Il agitait son doigt vermoulu à travers les paysages de ses souvenirs, l’autre main serrée sur sa télécommande.
-J’entends encore le crissement de mes semelles sur la neige, la sensation de soulagement, presque animale, d’arriver devant cette porte et de cogner dessus. La porte s’est entrouverte. Ce n’est pas un sourire qui m’a accueillit mais une fourche ! Une fourche pointée vers ma gorge et un oeil noir, haineux, dans une odeur de fumée de bois et de bête ronflante. “Vas-t-en !”, qu’il m’a dit en me menaçant de ses pointes, “vas-t-en !” alors j’ai reculé et j’ai frappé à une autre maison et puis à une autre et personne ne m’a répondu. Toutes les cheminées fumaient mais personne ne m’ouvrait. Et… et…
Saisi par l’émotion, sa gorge se serrait autour des mots. Il parvint finalement à reprendre le cours de son histoire.
-J’ai dormi dans une niche avec un chien. Un chien ! Lui m’a laissé entrer. On s’est roulés l’un contre l’autre et j’ai passé la nuit ainsi, sauvé par un chien ! Il faisait si froid…

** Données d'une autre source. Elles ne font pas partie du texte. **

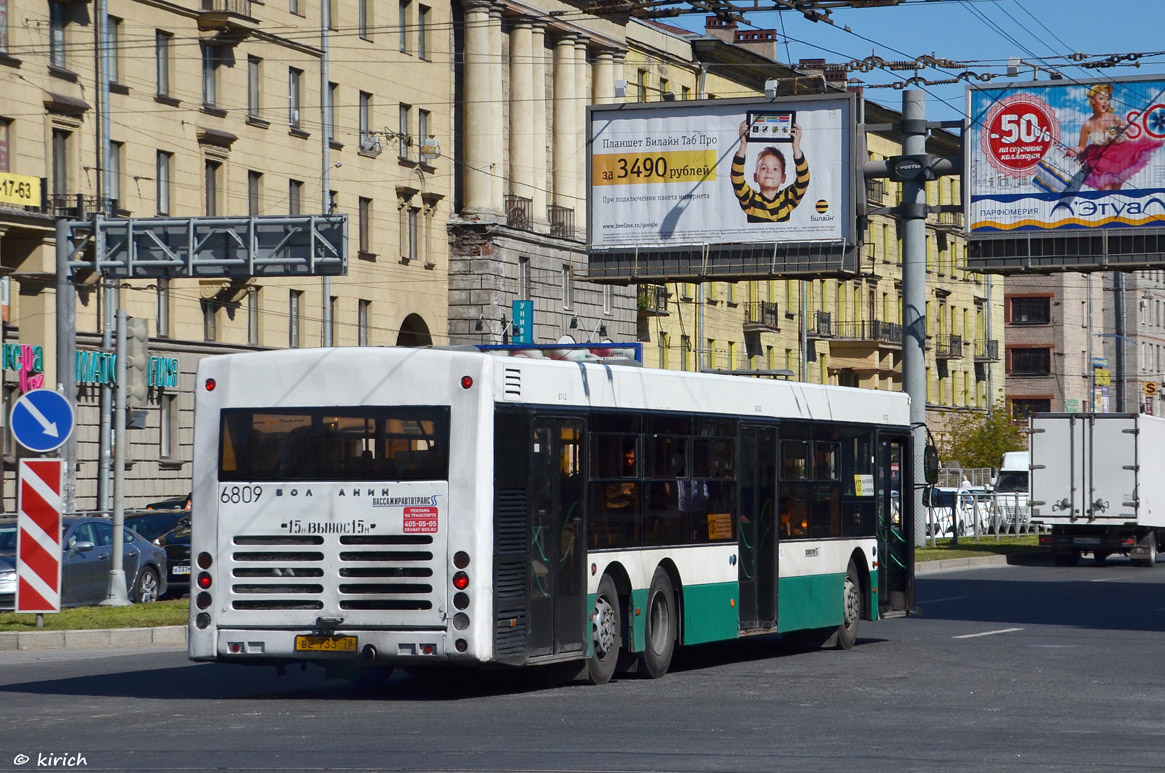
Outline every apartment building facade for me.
[0,0,453,511]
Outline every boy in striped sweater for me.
[732,121,809,222]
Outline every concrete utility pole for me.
[898,90,926,546]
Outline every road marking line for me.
[951,629,1023,639]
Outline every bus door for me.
[527,416,587,657]
[737,426,777,631]
[877,435,915,615]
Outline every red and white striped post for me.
[16,459,63,614]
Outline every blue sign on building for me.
[511,300,534,343]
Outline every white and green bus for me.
[189,347,913,683]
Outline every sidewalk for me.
[0,551,1050,652]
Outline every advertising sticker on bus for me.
[404,508,437,534]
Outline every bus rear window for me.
[219,406,450,482]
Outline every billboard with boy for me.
[966,77,1165,237]
[588,94,855,249]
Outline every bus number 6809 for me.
[219,485,263,504]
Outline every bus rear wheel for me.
[587,574,623,685]
[838,561,863,650]
[640,569,677,679]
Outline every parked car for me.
[0,518,167,610]
[126,510,190,545]
[154,513,190,596]
[146,492,193,510]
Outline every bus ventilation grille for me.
[494,489,529,662]
[502,368,522,400]
[231,534,433,611]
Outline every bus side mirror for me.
[923,445,939,485]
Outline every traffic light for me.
[125,317,149,407]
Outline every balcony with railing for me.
[744,300,781,332]
[635,284,671,317]
[546,204,574,239]
[198,0,259,43]
[805,311,833,338]
[934,335,962,360]
[44,193,121,220]
[929,211,962,232]
[833,319,902,346]
[506,193,534,231]
[975,339,1000,362]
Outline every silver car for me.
[0,518,167,610]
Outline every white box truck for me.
[1030,413,1165,566]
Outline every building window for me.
[203,161,223,218]
[105,141,126,211]
[203,43,218,107]
[1011,397,1052,420]
[400,0,411,54]
[247,170,263,215]
[247,288,259,346]
[288,290,303,349]
[288,179,303,214]
[356,300,372,346]
[324,81,340,142]
[356,0,372,41]
[408,207,421,261]
[288,68,303,129]
[52,129,70,197]
[203,300,219,341]
[517,257,530,300]
[154,30,174,97]
[356,197,372,255]
[1008,347,1052,376]
[107,17,121,83]
[359,91,372,148]
[396,104,412,158]
[247,56,262,118]
[49,2,69,70]
[157,395,178,459]
[417,6,430,59]
[563,263,574,311]
[155,277,170,338]
[154,150,174,214]
[1008,297,1052,325]
[417,109,431,151]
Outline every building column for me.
[591,49,615,105]
[461,0,493,212]
[509,19,535,199]
[530,22,550,222]
[488,6,507,212]
[574,37,591,208]
[551,34,578,208]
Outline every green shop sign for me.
[77,352,178,389]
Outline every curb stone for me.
[0,625,186,652]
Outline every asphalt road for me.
[0,558,1165,772]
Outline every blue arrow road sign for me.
[8,389,73,454]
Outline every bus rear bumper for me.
[216,629,459,665]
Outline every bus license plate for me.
[295,636,356,652]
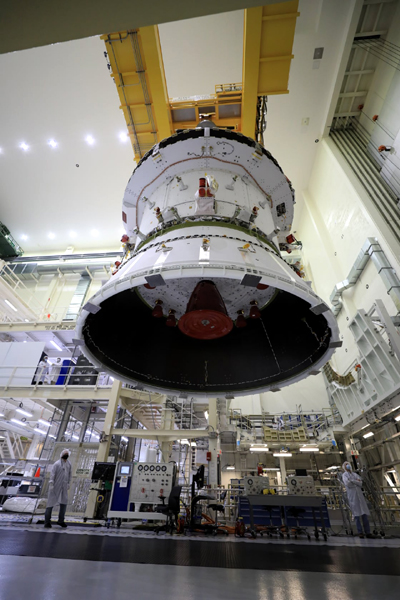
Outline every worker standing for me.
[343,461,374,538]
[44,449,72,528]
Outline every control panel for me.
[130,463,175,504]
[286,475,315,496]
[243,476,269,496]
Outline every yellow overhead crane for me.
[101,0,300,162]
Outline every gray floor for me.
[0,556,400,600]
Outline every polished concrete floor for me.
[0,556,400,600]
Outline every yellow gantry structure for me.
[102,0,299,162]
[241,0,300,137]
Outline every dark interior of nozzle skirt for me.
[83,289,331,393]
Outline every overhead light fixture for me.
[4,300,18,312]
[11,419,26,427]
[15,408,33,417]
[50,340,62,352]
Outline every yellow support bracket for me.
[101,26,174,162]
[242,0,300,137]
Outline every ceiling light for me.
[16,408,33,417]
[11,419,26,427]
[50,340,62,352]
[4,300,18,312]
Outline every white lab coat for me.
[47,458,72,508]
[50,363,62,383]
[343,471,369,517]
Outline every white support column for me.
[208,398,219,487]
[279,456,286,485]
[160,398,174,462]
[96,379,122,462]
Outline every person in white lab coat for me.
[342,461,374,538]
[44,449,72,528]
[50,358,62,384]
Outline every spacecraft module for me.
[77,121,341,397]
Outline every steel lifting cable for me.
[129,31,157,144]
[106,36,143,158]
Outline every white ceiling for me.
[0,0,353,254]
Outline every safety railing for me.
[0,365,114,390]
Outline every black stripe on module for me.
[0,530,400,575]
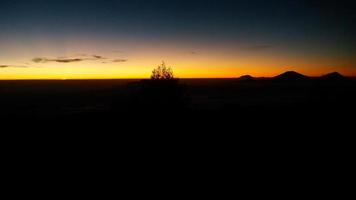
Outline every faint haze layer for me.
[0,0,356,79]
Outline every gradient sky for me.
[0,0,356,79]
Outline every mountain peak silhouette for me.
[321,72,346,80]
[237,75,255,81]
[273,71,309,81]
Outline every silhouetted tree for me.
[125,62,185,113]
[151,62,174,80]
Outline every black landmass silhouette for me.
[320,72,347,81]
[237,75,255,81]
[272,71,310,82]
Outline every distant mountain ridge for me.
[237,75,256,81]
[320,72,346,80]
[237,71,348,82]
[272,71,310,81]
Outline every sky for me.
[0,0,356,79]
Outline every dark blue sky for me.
[0,0,356,42]
[0,0,356,77]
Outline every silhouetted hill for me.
[320,72,347,81]
[272,71,309,81]
[237,75,256,81]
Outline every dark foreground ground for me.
[0,78,356,127]
[0,79,356,182]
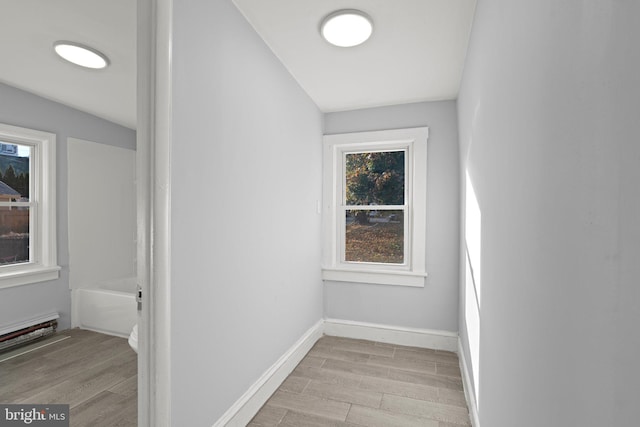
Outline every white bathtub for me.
[72,277,138,338]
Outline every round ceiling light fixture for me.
[53,41,109,69]
[320,9,373,47]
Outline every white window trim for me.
[322,127,429,287]
[0,124,60,289]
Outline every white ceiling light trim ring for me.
[320,9,373,47]
[53,40,109,69]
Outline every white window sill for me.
[0,265,61,289]
[322,268,427,288]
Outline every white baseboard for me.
[324,319,458,352]
[458,338,480,427]
[213,320,324,427]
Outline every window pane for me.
[345,151,405,205]
[345,210,404,264]
[0,141,31,202]
[0,206,29,265]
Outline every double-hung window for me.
[0,124,60,288]
[323,128,428,286]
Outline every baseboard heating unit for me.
[0,313,60,352]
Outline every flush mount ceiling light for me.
[320,9,373,47]
[53,41,109,69]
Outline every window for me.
[323,128,428,286]
[0,124,60,288]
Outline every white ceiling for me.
[0,0,136,129]
[0,0,476,129]
[233,0,476,112]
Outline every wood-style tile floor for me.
[249,336,471,427]
[0,329,138,427]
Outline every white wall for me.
[67,138,136,289]
[0,83,136,330]
[324,101,460,331]
[170,0,322,426]
[458,0,640,427]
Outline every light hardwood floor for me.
[0,329,137,427]
[249,336,471,427]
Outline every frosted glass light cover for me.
[320,10,373,47]
[53,42,109,69]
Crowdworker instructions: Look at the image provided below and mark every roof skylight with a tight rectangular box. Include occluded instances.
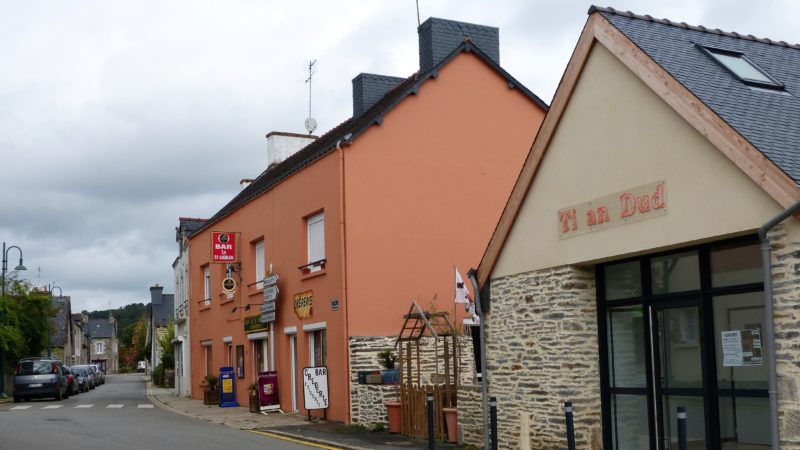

-Et vous avez malgré tout construit la station.
-Oui, mais j’avais changé d’objectif. Je ne voulais plus impressionner avec mon architecture, je voulais me venger.
-Comment ?, demandais-je.
Il balaya d’une main veinée de bleu la station qui s’étendait derrière les fenêtre.
-En construisant cela.
Il sourit en passant la langue sur ses lèvres.
Un chat siffla en donnant de grands coups de pattes à un fantôme, puis il se calma et pris sur le canapé une position de sentinelle aux yeux mi-clos.
-Un chien m’a sauvé. Vous vous rendez compte ? Il avait plus d’humanité que ces bouseux ! Valent pas mieux que leurs vaches. D’ailleurs ils dorment avec…
-Je vais vous laisser monsieur, dit Marc-Antoine.
Le vieil homme ne répondit pas, épuisé et résigné, prisonnier de sa haine, enfermé dans sa création.
Aucun chat ni sortilège n’empêcha Marc-Antoine de sortir de l’appartement.